Kebiasaan masa kecil itu yang membuatku terbiasa mengerjakan hal-hal yang bisa dikerjakan sendiri, walau setelah bekerja dan berumah tangga sudah ada Mbak Asisten Rumah Tangga dan Pak Sopir. Kebiasaan mandiri dan tidak menggantungkan kepada pihak lain, merupakan warisan dari Ibu.
Saat SMP di mana aku sudah melaksanakan sholat 5 waktu dan puasa di bulan Ramadhan, Ibu selalu membangunkan aku di waktu sahur dengan membuatkan wedang soklat (kalau sekarang Milo) dan menyiapkan makanan sederhana meskipun Ibu sendiri tidak berpuasa.
Aku bersyukur. Dalam penantian perjalanan waktu yang panjang, akhirnya Ibu melaksanakan sholat 5 waktu.Itu terjadi ketika aku sudah berdinas sebagai Notaris di Cikampek. Alhamdulillah, di tahun 2003, beliau aku dampingi berangkat menunaikan ibadah haji.
Ibu tinggal bersama kami di rumah Komplek Pertambangan Duren Tiga sejak tahun 90-an. Sempat beberapa tahun di rumah adikku Dik Pri di Jati Kramat Indah, Bekasi. Sebenarnya kami punya rumah di Tipes Solo yang dulunya dibangun untuk Ibu tempati, tapi ibu merasa rumah itu terlalu besar kalau hanya untuk Ibu berdua Yu Wi, asisten rumah tangganya yang setia.

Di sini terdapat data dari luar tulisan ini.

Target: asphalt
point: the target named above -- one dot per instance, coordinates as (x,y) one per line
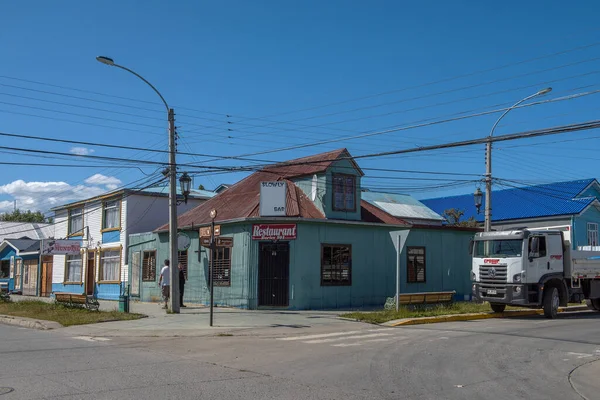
(528,357)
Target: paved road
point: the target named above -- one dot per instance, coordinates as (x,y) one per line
(531,358)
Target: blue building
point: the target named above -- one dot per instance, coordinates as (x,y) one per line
(103,225)
(571,206)
(19,265)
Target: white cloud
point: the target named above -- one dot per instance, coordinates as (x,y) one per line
(98,179)
(44,195)
(81,151)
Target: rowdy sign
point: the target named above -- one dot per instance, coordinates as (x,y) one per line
(272,199)
(273,231)
(52,246)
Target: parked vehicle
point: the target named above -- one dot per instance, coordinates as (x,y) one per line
(533,269)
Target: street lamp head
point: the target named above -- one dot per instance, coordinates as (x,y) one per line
(477,196)
(185,181)
(544,91)
(105,60)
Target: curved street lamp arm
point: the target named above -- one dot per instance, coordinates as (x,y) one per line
(148,83)
(510,108)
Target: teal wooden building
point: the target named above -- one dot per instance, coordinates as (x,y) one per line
(331,249)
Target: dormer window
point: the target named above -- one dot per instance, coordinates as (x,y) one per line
(344,192)
(75,221)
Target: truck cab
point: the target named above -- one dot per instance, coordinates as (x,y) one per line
(513,267)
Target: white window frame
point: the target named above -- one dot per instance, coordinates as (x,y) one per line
(69,261)
(111,206)
(592,231)
(78,213)
(115,275)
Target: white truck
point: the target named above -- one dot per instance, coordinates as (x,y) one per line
(533,269)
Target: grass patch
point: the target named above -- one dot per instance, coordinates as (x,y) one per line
(64,315)
(378,317)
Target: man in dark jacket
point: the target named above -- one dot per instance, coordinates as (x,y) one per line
(182,279)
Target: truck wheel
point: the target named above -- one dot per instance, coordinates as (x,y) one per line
(498,307)
(551,302)
(593,304)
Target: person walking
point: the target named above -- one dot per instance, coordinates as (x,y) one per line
(165,282)
(182,280)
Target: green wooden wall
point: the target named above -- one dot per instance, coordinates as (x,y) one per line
(373,265)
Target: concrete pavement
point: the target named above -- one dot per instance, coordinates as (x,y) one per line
(520,358)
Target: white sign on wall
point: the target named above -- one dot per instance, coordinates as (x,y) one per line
(272,199)
(53,246)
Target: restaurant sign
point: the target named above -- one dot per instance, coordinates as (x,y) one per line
(273,231)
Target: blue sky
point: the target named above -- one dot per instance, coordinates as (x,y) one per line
(247,77)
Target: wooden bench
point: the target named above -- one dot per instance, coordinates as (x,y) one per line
(77,300)
(427,298)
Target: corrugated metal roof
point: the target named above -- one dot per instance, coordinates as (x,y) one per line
(310,165)
(401,206)
(155,190)
(537,201)
(371,213)
(25,245)
(16,230)
(242,200)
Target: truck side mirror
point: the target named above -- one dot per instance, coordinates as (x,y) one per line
(534,248)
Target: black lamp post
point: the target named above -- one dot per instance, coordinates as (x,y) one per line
(477,196)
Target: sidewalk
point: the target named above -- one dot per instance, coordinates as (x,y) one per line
(194,321)
(584,380)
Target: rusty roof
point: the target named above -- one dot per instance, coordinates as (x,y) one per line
(311,165)
(371,213)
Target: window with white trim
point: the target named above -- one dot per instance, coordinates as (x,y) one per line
(110,265)
(73,268)
(592,234)
(344,192)
(112,215)
(75,221)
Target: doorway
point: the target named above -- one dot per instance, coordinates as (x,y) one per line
(90,274)
(273,274)
(46,286)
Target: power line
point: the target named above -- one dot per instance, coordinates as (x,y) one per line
(403,128)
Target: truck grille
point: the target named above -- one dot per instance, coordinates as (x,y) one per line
(492,273)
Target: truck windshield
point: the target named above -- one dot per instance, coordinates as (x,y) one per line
(498,248)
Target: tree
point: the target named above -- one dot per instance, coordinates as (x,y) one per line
(453,216)
(27,216)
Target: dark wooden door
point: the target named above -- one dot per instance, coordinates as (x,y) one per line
(46,286)
(273,274)
(90,276)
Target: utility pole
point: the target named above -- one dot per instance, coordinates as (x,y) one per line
(488,187)
(488,161)
(213,215)
(174,256)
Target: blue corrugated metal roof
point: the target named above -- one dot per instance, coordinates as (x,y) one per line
(400,205)
(559,198)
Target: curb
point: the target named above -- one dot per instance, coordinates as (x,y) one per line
(475,316)
(29,322)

Suatu ketika Ibu mau kondur ke Solo, berencana merenovasi Rumah Sorogenen dengan biaya dari hasil menjual rumah kecil yang lain. Aku nggak setuju tapi kemauannya tidak bisa ditahan. Usia Ibu sudah 70 tahun, mau merenovasi rumah? Mengapa enggak diserahkan kepada tukang yang dipercaya saja?

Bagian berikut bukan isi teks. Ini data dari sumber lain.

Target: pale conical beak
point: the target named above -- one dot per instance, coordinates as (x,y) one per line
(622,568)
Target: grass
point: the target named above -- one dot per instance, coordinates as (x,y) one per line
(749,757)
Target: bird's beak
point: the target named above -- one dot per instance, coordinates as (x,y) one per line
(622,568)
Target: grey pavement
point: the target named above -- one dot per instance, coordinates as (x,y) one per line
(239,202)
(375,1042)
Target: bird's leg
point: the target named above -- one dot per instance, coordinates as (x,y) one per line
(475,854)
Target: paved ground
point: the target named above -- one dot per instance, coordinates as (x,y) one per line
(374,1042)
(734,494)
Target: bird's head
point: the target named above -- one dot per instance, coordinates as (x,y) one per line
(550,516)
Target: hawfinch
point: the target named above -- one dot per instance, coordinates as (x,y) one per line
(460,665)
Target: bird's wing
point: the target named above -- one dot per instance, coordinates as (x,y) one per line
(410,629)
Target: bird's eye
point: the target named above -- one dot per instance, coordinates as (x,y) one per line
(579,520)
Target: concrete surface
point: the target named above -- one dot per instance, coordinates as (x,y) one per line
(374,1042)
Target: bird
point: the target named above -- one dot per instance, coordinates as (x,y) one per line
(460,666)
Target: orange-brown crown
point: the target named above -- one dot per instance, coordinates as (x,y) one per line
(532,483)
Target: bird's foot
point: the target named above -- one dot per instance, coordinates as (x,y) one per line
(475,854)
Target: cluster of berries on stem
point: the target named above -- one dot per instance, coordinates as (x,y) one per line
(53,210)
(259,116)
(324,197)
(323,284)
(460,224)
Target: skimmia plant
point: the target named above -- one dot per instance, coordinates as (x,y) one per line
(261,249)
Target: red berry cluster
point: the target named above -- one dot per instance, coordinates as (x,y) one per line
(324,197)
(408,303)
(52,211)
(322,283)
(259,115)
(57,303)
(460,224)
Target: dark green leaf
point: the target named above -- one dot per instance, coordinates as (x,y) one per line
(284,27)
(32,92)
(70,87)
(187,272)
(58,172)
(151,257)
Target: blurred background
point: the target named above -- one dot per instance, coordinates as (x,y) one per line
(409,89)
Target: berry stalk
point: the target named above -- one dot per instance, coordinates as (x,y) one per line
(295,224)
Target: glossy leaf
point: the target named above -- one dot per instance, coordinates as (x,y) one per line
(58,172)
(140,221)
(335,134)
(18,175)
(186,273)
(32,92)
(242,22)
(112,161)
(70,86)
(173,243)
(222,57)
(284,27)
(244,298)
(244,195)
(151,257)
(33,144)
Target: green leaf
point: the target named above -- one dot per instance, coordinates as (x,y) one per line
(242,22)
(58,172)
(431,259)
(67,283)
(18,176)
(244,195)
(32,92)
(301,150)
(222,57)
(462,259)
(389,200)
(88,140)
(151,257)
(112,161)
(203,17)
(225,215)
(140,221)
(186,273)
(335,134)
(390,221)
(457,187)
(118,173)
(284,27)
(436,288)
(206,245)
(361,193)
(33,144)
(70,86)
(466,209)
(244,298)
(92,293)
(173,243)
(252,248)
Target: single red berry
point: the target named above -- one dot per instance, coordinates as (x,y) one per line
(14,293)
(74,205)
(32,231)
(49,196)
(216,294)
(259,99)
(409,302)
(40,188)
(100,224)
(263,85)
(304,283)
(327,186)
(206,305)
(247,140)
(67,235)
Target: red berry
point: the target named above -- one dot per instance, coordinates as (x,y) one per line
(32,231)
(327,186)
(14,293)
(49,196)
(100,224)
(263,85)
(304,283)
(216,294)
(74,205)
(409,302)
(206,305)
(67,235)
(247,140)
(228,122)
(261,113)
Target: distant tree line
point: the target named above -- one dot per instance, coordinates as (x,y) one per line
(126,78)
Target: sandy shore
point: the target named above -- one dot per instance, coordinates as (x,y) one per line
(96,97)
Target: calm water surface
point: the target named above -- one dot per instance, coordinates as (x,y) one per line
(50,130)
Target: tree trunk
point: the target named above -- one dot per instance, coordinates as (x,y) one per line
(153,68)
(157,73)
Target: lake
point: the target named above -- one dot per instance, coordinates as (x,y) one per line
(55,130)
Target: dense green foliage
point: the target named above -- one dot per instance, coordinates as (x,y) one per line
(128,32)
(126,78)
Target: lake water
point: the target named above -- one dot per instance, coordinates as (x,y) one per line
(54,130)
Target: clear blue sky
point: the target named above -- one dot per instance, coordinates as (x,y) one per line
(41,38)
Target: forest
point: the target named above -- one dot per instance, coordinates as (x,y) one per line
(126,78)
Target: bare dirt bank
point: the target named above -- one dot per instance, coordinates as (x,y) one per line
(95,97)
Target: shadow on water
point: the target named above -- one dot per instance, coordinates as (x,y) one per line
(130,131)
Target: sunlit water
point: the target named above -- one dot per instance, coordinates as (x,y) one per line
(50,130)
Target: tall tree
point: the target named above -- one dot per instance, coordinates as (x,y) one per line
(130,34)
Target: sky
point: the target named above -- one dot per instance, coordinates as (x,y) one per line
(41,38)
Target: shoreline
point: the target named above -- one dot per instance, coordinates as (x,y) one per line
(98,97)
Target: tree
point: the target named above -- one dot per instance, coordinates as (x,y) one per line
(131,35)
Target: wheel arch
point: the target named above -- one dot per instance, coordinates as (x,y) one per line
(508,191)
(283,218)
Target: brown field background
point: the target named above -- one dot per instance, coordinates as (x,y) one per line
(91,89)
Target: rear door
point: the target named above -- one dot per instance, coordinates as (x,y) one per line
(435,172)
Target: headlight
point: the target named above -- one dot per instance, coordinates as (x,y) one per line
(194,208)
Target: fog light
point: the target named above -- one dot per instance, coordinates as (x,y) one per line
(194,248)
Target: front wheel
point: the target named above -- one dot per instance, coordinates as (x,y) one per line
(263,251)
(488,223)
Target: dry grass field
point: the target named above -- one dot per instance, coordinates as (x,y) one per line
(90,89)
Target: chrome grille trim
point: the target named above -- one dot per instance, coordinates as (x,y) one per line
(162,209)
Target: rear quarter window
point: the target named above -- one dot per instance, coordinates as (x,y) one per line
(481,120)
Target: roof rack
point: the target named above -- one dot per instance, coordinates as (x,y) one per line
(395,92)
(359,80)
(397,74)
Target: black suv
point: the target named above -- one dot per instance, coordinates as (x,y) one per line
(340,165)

Menurut cerita Yu Wi, pada suatu malam Ibu mau ke kamar mandi, tapi kok tidak bisa turun dari tempat tidur. Yu Wi sudah mengingatkan agar memberi tahu ke kakakku Mbak Sam. Tapi ibu bilang besok saja. Sekarang sudah malam.

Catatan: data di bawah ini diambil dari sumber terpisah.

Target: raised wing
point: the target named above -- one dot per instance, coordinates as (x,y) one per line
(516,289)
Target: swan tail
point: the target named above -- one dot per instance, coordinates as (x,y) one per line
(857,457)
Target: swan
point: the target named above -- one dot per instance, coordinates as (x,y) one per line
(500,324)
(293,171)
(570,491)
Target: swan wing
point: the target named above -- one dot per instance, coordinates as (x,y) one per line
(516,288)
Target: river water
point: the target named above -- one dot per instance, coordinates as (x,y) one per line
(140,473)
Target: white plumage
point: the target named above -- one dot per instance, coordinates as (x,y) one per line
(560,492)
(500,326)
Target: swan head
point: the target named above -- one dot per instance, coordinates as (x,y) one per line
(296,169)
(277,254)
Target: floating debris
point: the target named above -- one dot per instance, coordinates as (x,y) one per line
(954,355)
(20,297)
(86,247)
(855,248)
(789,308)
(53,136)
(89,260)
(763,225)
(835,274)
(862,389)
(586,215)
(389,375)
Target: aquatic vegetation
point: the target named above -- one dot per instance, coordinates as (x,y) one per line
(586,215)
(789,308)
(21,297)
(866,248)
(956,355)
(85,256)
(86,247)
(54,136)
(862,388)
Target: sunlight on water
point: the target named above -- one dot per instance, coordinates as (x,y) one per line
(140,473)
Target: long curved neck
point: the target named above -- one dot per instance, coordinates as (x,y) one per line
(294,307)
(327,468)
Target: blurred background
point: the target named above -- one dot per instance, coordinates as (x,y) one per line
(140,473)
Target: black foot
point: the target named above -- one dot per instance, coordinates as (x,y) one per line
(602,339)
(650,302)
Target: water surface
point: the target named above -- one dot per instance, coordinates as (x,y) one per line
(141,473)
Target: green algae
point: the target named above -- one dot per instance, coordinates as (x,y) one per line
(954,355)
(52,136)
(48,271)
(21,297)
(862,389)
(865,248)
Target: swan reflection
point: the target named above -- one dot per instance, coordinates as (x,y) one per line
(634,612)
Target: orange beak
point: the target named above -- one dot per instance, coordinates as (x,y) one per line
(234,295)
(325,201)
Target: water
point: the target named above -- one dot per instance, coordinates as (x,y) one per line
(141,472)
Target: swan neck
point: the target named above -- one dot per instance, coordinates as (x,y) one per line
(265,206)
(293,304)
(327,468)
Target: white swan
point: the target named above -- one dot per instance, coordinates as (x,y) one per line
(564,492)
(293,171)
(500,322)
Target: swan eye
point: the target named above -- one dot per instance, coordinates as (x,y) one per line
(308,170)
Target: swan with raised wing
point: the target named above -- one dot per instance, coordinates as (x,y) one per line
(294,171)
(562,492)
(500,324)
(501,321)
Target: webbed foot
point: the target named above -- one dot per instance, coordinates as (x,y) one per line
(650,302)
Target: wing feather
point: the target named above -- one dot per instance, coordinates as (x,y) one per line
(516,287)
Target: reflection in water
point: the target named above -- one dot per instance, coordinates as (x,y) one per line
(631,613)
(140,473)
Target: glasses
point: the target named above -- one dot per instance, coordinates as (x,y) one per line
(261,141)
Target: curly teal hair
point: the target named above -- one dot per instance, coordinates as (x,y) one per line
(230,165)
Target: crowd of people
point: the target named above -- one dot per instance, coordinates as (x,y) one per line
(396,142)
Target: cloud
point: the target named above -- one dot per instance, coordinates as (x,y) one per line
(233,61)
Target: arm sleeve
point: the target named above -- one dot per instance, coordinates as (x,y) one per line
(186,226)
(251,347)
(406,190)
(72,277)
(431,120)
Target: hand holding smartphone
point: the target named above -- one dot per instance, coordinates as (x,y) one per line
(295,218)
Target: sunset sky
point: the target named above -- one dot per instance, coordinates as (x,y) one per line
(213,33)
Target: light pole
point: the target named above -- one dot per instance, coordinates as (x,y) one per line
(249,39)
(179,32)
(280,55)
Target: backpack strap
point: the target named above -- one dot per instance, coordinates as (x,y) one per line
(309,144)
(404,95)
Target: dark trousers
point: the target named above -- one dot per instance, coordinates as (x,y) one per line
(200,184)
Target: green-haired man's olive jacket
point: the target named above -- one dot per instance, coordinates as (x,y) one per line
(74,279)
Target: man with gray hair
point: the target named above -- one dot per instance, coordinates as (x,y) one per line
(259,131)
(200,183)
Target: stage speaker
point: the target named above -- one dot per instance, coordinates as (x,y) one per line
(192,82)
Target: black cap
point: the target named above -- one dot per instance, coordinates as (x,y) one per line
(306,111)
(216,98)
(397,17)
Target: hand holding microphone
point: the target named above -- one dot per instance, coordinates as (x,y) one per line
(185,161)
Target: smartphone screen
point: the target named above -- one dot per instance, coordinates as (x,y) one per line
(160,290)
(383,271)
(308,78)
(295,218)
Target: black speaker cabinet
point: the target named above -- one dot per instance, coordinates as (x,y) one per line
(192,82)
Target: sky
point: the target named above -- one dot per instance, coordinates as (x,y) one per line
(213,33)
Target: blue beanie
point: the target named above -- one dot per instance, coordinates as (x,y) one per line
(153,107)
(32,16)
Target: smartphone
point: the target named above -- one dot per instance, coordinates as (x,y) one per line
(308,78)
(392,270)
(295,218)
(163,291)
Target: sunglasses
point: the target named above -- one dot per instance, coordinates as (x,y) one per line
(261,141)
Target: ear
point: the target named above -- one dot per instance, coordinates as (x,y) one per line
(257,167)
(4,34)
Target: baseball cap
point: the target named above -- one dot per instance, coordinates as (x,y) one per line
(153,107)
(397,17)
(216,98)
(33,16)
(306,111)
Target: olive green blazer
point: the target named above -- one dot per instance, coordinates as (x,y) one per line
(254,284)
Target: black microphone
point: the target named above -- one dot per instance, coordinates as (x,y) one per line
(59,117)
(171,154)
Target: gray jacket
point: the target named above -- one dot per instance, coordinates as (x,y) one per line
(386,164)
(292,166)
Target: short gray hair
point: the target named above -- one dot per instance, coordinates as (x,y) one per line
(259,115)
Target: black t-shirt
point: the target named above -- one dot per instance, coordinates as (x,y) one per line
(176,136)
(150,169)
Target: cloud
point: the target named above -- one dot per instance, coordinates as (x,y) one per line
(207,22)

Rupanya saat itu Ibu kena stroke. Padahal "golden time" untuk stroke hanyalah 4 jam. Setelah waktu tersebut terlewati maka sudah terlambat. Meskipun bisa sembuh, biasanya akan cacat.
Mengapa Ibu bisa stroke, padahal tidak punya sakit tekanan darah tinggi, juga tidak ada diabetes. Tekanan darahnya cenderung rendah. Rupanya Ibu kepikiran karena uangnya sudah habis, padahal rumah yang direnovasi belum jadi. Ini suatu pelajaran bagi aku, untuk tidak ngoyo dan kemrungsung di kala usia telah lanjut.
“Mas, aku melu Mas Djoko wae”
Begitu kata Ibu kepada suamiku ketika beliau habis
dirawat di rumah sakit. Kata-kata beliau itu diucapkan saat pertemuan empat
mata dengan Mas Suami di Rumah Sorogenen. Aku, Mas No, Mbak Sam serta adik-adik
lainnya menunggu di ruang tamu. Setelah itu kami berdua pulang ke Jakarta.
Beberapa hari kemudian, Ibu dengan diantar Dik San, suami Dik Gun dan Yu Wi,
tiba di Jakarta dengan naik pesawat.
Ketika beliau sudah di Jakarta, pengobatan selanjutnya kami serahkan ke Dr. Kamalia, Ahli Penyakit Syaraf di Rumah Sakit MMC. Selain berobat ke rumah sakit, Ibu juga aku antar berobat tusuk jarum ke Prof. Hembing. Jika aku tidak sempat mengantar, ditemani Yu Wi dengan disopiri Mas Paino.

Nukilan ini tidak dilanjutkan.